Mo’Nique received the Best Supporting Actress award for her role as an abusive parent in Lee Daniels’s ‘Precious’, based on the novel Push by Sapphire. She joins Hattie McDaniel (‘Gone With the Wind’, 1939), Whoopi Goldberg (‘Ghost’, 1990), and Jennifer Hudson (‘Dreamgirls’, 2006) as the only African-American winners in the category.Mo'Nique paid tribute to McDaniel in her acceptance speech, saying, "First, I would like to thank the Academy for showing that it can be about the performance and not the politics. I want to thank Miss Hattie McDaniel for enduring all that she had to so that I would not have to." ‘Precious’s screenplay by Geoffrey Fletcher also won for Best Adapted Screenplay.

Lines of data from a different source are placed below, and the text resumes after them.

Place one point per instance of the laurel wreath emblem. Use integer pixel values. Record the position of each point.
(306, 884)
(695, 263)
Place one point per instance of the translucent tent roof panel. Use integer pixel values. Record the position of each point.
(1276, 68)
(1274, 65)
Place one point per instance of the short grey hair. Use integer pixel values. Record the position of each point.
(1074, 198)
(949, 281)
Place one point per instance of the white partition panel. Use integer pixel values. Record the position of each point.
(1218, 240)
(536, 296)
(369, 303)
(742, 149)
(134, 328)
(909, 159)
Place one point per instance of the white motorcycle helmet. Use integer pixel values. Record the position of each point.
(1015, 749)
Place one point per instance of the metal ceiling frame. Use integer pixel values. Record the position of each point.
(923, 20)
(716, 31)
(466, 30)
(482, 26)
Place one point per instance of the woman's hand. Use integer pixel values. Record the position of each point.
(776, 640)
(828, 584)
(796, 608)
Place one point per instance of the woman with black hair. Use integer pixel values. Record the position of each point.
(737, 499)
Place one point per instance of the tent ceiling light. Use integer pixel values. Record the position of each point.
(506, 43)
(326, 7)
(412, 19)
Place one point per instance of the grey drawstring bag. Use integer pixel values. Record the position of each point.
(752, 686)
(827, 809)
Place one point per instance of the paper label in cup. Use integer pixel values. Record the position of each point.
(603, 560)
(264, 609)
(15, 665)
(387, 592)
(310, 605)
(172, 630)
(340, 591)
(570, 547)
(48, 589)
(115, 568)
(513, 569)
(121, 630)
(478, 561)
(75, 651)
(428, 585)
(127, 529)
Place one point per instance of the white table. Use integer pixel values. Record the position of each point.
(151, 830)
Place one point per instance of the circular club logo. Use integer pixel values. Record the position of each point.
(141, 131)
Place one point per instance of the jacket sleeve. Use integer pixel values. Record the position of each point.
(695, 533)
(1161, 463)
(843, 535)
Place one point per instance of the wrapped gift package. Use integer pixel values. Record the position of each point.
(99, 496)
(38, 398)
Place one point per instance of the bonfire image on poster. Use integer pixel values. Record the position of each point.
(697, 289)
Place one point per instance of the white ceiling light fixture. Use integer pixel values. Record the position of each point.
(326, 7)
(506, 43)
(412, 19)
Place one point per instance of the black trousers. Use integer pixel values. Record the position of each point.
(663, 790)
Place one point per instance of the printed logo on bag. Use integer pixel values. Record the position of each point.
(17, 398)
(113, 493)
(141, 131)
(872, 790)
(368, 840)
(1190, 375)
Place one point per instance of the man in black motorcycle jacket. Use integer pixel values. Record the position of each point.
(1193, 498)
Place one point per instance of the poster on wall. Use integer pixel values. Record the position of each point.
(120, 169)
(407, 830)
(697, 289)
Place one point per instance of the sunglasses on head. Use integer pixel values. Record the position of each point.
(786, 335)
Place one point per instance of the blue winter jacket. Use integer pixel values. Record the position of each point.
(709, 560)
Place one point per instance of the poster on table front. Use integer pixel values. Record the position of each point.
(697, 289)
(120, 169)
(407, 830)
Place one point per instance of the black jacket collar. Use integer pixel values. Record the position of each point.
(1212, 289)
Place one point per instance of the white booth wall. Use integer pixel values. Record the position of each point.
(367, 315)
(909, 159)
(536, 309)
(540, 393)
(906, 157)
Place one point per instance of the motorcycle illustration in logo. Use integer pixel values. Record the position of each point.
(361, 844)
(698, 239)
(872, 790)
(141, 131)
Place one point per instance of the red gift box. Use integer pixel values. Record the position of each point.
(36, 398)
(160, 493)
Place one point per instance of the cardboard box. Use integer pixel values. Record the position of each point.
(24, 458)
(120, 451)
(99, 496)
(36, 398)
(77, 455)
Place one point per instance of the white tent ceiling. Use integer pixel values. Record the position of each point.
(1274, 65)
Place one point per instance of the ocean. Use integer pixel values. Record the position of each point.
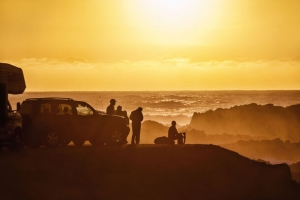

Hollywood officially opened its doors to Austrian actor, Christopher Waltz, who won Best Supporting Actor for his Nazi character in ‘Inglourious Basterds’. He dusted off the more popular Christopher Plummer (‘The Last Station’), Matt Damon (‘Invictus’), Stanley Tucci (‘The Lovely Bones’) and Woody Harrelson (‘The Messenger’) to claim his place in the American film industry.
The award for Best Animated Feature Film and Best Original Score went to ‘Up’. ‘Crazy Heart’ won for Original Song, The Weary Kind by Ryan Bingham and T Bone Burnett.
Nicolas Scmerkin’s ‘Logorama’ won the Best Short Film (Animated), while Joachim Back and Tivi Magnusson’s ‘The New Tenants’ won for Best Short Film (Live Action).
‘The Cove’ won for Best Documentary Feature and 'Music' by Prudence was winner in the Best Documentary Short category.
This year’s Foreign Language winning film was ‘The Secret in Their Eyes’ (El Secreto de Sus Ojos) by Argentine director, Juan Jose Campanella.
‘The Young Victoria’ won for Best Costume and ‘Star Trek’ was awarded Best for Make-up.
As the winners of Sunday’s event revel in their success, the race for next year’s awards has definitely begun.